When I was a teen, I was a huge fan of Gone with the Wind. I could tell you anything you wanted to know about the book or movie. I loved having all that inside knowledge until the day I came across an interview with Vivien Leigh, who played Scarlett. She commented that she hated kissing Clark Gable because he had bad breath, and that neither of them liked each other at all. Now all those romantic posters I had in my room of Rhett and Scarlett wrapped in warm embrace were ruined for me. Is it possible that sometimes we know a little too much about the artists we love?
In this day of Facebook and Twitter and Instagram and 24-hour television and nonstop internet reporting, we know what our favorite artists had for lunch, when they last walked their dogs, what’s playing on their iPods. We also know every detail of how they created their art and why. It ruins a song for me when an artist says, “I don’t really like that song, but my producer wanted it on the album.” Or a writer states, “I’m burned out on the series, but I’ll finish the next two books as promised.” It may be true, but do your fans need to know it?
As a writer, I’ve had readers come up to me and thank me for a metaphor I never intended or read something more into a detail that was really just a detail.
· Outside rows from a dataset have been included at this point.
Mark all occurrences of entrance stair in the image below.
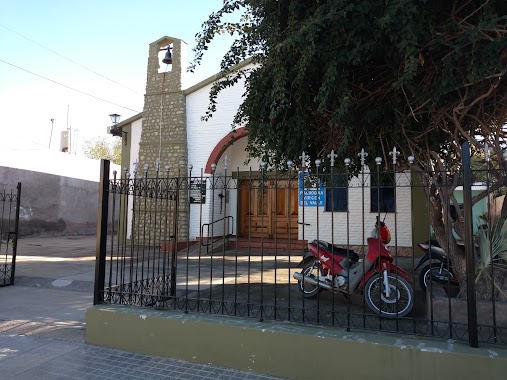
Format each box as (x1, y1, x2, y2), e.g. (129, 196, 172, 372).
(226, 237, 308, 254)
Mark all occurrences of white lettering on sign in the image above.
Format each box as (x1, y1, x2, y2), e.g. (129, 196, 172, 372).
(298, 172, 325, 207)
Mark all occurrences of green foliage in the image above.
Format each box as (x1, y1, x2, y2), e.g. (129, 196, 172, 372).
(193, 0, 507, 171)
(82, 136, 122, 165)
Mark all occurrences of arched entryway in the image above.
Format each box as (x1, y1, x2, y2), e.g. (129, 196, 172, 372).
(205, 129, 299, 240)
(204, 127, 248, 174)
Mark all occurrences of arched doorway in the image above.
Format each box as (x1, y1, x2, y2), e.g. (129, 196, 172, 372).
(205, 128, 299, 240)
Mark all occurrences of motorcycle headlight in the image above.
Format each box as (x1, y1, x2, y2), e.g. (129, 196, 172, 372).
(380, 225, 391, 244)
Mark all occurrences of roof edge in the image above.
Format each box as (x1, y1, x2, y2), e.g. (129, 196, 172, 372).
(115, 112, 144, 129)
(150, 35, 186, 45)
(184, 57, 254, 95)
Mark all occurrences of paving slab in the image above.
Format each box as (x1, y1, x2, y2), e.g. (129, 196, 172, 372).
(0, 334, 283, 380)
(0, 235, 285, 379)
(13, 236, 97, 282)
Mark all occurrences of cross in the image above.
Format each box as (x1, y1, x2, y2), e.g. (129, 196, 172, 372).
(358, 148, 368, 167)
(328, 150, 337, 167)
(218, 192, 225, 214)
(389, 147, 400, 165)
(481, 143, 491, 162)
(299, 151, 308, 169)
(133, 160, 139, 175)
(155, 159, 160, 173)
(223, 154, 229, 170)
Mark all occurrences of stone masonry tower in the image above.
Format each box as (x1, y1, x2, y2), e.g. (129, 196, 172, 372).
(138, 36, 188, 173)
(137, 36, 189, 241)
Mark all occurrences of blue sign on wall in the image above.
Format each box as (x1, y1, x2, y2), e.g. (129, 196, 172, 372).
(298, 172, 325, 207)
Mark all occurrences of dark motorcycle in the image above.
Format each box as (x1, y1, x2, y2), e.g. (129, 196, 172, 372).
(414, 240, 459, 291)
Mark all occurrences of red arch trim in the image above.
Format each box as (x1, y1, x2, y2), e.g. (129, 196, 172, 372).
(205, 127, 248, 173)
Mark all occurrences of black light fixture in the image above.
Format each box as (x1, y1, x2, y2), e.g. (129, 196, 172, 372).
(162, 46, 173, 65)
(109, 113, 121, 137)
(109, 113, 121, 126)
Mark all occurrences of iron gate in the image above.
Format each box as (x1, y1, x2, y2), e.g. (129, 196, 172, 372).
(0, 183, 21, 287)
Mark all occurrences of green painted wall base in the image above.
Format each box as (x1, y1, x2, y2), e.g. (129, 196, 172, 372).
(86, 305, 507, 380)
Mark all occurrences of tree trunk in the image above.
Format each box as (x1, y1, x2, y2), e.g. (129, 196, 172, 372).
(427, 198, 468, 287)
(427, 188, 507, 302)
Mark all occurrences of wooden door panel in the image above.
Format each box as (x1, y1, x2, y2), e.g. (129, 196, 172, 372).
(239, 180, 298, 239)
(243, 217, 269, 238)
(271, 182, 298, 239)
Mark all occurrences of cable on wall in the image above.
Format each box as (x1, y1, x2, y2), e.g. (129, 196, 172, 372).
(158, 70, 167, 164)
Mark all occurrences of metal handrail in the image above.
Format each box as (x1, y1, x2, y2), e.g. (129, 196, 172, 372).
(201, 216, 234, 247)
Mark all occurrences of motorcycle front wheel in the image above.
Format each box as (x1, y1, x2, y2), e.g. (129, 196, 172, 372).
(365, 273, 414, 318)
(419, 263, 455, 291)
(297, 260, 325, 298)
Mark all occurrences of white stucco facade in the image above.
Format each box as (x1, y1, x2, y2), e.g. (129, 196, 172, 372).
(186, 66, 255, 171)
(185, 63, 262, 240)
(126, 118, 143, 239)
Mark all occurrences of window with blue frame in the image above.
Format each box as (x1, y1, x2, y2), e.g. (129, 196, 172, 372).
(325, 175, 348, 212)
(371, 172, 396, 212)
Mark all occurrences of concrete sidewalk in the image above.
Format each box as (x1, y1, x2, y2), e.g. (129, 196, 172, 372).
(0, 236, 284, 380)
(1, 236, 96, 342)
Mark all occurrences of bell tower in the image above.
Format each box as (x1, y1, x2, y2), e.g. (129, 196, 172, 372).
(137, 36, 189, 240)
(138, 35, 188, 173)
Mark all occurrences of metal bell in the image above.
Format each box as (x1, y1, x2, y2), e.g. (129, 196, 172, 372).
(162, 49, 172, 65)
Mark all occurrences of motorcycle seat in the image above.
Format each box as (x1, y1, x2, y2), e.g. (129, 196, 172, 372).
(312, 240, 359, 263)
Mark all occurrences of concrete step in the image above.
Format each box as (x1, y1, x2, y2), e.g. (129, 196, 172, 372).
(227, 238, 308, 253)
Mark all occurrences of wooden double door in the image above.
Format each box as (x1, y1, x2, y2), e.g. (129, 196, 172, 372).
(239, 180, 298, 239)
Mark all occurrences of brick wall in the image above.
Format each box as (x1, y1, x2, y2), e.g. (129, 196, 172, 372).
(186, 66, 254, 239)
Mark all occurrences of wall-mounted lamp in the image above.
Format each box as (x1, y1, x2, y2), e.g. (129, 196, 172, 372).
(109, 113, 121, 137)
(110, 113, 121, 125)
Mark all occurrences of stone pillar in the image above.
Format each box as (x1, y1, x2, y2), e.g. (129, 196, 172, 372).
(139, 36, 187, 172)
(136, 36, 189, 242)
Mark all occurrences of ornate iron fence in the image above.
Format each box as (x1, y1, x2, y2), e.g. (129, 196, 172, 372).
(94, 145, 507, 348)
(0, 183, 21, 287)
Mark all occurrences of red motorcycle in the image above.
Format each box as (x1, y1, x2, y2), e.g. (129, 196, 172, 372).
(293, 218, 414, 318)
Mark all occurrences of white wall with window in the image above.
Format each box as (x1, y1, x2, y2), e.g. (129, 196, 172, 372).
(298, 169, 413, 247)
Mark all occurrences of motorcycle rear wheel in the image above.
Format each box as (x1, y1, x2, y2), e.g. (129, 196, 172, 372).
(298, 260, 325, 298)
(365, 273, 414, 318)
(419, 263, 455, 291)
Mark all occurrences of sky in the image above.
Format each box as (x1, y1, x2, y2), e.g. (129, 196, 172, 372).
(0, 0, 236, 153)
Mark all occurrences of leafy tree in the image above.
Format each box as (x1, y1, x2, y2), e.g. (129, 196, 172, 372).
(82, 136, 122, 165)
(193, 0, 507, 299)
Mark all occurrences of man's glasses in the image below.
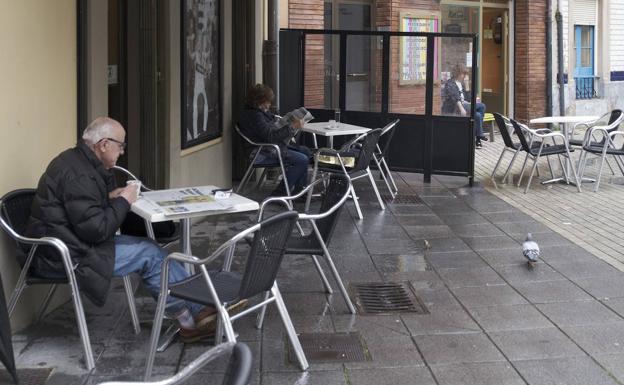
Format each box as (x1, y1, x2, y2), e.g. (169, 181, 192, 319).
(99, 137, 126, 150)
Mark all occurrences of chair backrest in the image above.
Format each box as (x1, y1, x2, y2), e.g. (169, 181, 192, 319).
(237, 210, 299, 299)
(509, 119, 532, 153)
(493, 113, 517, 149)
(315, 174, 351, 244)
(351, 128, 383, 172)
(607, 109, 623, 126)
(378, 119, 400, 157)
(0, 189, 36, 246)
(234, 124, 255, 146)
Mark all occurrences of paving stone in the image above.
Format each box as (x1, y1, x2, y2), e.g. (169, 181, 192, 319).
(513, 356, 620, 385)
(481, 211, 536, 223)
(403, 224, 456, 239)
(414, 333, 505, 365)
(388, 204, 434, 215)
(593, 354, 624, 383)
(438, 266, 506, 288)
(452, 284, 528, 309)
(402, 308, 481, 335)
(417, 237, 472, 253)
(437, 213, 489, 226)
(468, 304, 554, 332)
(477, 248, 527, 266)
(562, 322, 624, 355)
(574, 274, 624, 299)
(493, 262, 566, 284)
(396, 214, 445, 226)
(602, 297, 624, 317)
(363, 238, 424, 255)
(536, 300, 624, 327)
(495, 220, 553, 236)
(346, 366, 436, 385)
(489, 327, 586, 361)
(513, 280, 594, 304)
(370, 253, 427, 273)
(261, 370, 348, 384)
(430, 362, 526, 385)
(461, 235, 520, 251)
(546, 258, 622, 279)
(449, 223, 506, 238)
(425, 250, 487, 269)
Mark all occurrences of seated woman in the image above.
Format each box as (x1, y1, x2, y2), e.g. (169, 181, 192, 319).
(238, 84, 311, 195)
(441, 64, 488, 148)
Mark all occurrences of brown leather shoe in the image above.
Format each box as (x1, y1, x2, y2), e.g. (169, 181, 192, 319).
(194, 300, 249, 330)
(178, 324, 216, 343)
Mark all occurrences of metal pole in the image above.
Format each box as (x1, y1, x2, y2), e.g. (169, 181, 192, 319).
(263, 0, 279, 111)
(556, 0, 565, 116)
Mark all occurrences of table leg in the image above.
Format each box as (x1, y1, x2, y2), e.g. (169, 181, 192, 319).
(180, 218, 194, 274)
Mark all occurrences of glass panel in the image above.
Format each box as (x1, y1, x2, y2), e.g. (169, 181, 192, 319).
(441, 5, 480, 35)
(581, 48, 592, 67)
(345, 34, 382, 112)
(389, 36, 426, 114)
(436, 35, 476, 117)
(304, 34, 339, 109)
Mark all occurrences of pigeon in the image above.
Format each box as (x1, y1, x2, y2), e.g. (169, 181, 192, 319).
(522, 233, 540, 267)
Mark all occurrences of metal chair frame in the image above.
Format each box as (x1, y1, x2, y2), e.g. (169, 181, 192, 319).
(99, 342, 252, 385)
(372, 119, 400, 198)
(510, 120, 582, 193)
(0, 189, 141, 371)
(234, 124, 291, 196)
(255, 175, 356, 320)
(578, 117, 624, 192)
(307, 128, 385, 219)
(144, 211, 307, 380)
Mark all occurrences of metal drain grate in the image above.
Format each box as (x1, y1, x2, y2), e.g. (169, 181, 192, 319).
(288, 332, 369, 364)
(351, 282, 428, 314)
(381, 194, 423, 204)
(0, 368, 53, 385)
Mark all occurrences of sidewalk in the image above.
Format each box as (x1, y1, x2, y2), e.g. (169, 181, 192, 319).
(4, 163, 624, 384)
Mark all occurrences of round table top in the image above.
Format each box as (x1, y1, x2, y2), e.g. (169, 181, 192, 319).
(529, 115, 599, 124)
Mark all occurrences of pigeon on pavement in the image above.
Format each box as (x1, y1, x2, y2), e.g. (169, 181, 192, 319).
(522, 233, 540, 268)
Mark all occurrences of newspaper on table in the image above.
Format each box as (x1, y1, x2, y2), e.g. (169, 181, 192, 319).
(138, 186, 233, 217)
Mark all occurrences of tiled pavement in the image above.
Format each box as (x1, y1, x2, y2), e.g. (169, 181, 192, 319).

It’s happened to every writer I know. The historian in me, the journalist, wants to set the record straight, to tell the reader they are “wrong,” but another part of me respects the connection they made with the work, though it was not the connection I hoped for.
I’m not arguing that we should put artists on pedestals. You have every right to be honest with your fans and to express your opinions and to show your true self. We’re interested in your creative process and in your highs and lows. I’m not asking that you shelter us from your reality, but let us keep our illusions now and then. You are far more interesting for the things you don’t tell us than the things you do.